For a time climatic conditions became wetter and streams cut channels through the sand dunes. Reddish-brown to lavender-colored sandstones interbedded with siltstones and shales constitute the resulting ledgy slope-forming Kayenta Formation.

The youngest and therefore topmost formation in the Glen Canyon Group was formed after arid conditions returned to the region. A vast and very dry desert, not unlike the modern Sahara, covered 150,000 square miles (388,000 km^{2}) of western North America. Cross bedded sand dunes accumulated to great thickness, especially in the nearby Zion and Kolob canyons area (see geology of the Zion and Kolob canyons area), forming the buff to pale orange Navajo Sandstone. Navajo outcrops form cliffs, temples, and under certain conditions natural arches (such as Millard Canyon Arch) in the area.

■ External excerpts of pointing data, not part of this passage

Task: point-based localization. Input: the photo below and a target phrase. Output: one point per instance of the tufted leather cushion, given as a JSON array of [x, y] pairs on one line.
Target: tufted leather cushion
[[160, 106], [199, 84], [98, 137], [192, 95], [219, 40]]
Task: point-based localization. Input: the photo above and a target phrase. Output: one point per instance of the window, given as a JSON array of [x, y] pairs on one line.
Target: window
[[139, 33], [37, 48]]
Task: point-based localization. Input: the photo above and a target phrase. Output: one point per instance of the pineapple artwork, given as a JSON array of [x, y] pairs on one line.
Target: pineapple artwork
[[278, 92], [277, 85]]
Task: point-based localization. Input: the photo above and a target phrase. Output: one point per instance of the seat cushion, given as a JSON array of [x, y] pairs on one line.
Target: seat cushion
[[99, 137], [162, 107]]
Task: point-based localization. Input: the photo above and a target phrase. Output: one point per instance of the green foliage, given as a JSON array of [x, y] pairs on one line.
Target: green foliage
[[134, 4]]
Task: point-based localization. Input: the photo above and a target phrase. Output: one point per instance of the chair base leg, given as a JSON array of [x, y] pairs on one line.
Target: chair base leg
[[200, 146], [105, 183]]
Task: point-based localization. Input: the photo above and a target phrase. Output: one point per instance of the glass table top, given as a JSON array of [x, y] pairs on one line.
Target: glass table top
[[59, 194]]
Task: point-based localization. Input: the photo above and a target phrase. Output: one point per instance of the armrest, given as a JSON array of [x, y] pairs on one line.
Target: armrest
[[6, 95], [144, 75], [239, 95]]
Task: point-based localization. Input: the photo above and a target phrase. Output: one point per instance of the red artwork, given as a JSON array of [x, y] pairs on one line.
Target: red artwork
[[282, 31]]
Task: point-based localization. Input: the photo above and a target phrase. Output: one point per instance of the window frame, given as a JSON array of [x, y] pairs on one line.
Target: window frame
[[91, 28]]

A fourth unconformity was created by a period of erosion.

===San Rafael Group===
Mud flats developed on top of the eroded surface of the Glen Canyon Group, forming the Carmel Formation. The massive cliff-forming Entrada Sandstone in turn was created on top of the Carmel. A long period of erosion stripped away most of the San Rafael Group in the area along with any formations that may have been laid down in the Cretaceous period.

==Uplift==
Starting 70 million years ago and extending well into the Cenozoic, a mountain-building event called the Laramide orogeny uplifted the Rocky Mountains and with it the Canyonlands region. Even though the strata were uplifted thousands of feet (hundreds of meters) they were left at more-or-less the same horizontally. Uplift-associated-jointing did occur and has since influenced erosional patterns.

When ground water seeped into the salt beds of the Paradox Formation it carried away the topmost and more soluble salts, leaving gypsum. This process was so pronounced in ‘’The Grabens’’ that the overlying rock collapsed into voids left by escaping salt.

Increased precipitation during the ice ages of the Pleistocene quickened the rate of canyon excavation. Canyon widening and deepening was especially rapid for the gorges of the Green and Colorado Rivers, which were in part fed by glacier-melt from the Rocky Mountains. Alluvial-fan-creation-landslides and sand dune-migration were also accelerated in the Pleistocene. These processes continue to shape the Canyonlands landscape in the Holocene (the current epoch), but at a slower rate due to a significant increase in aridity.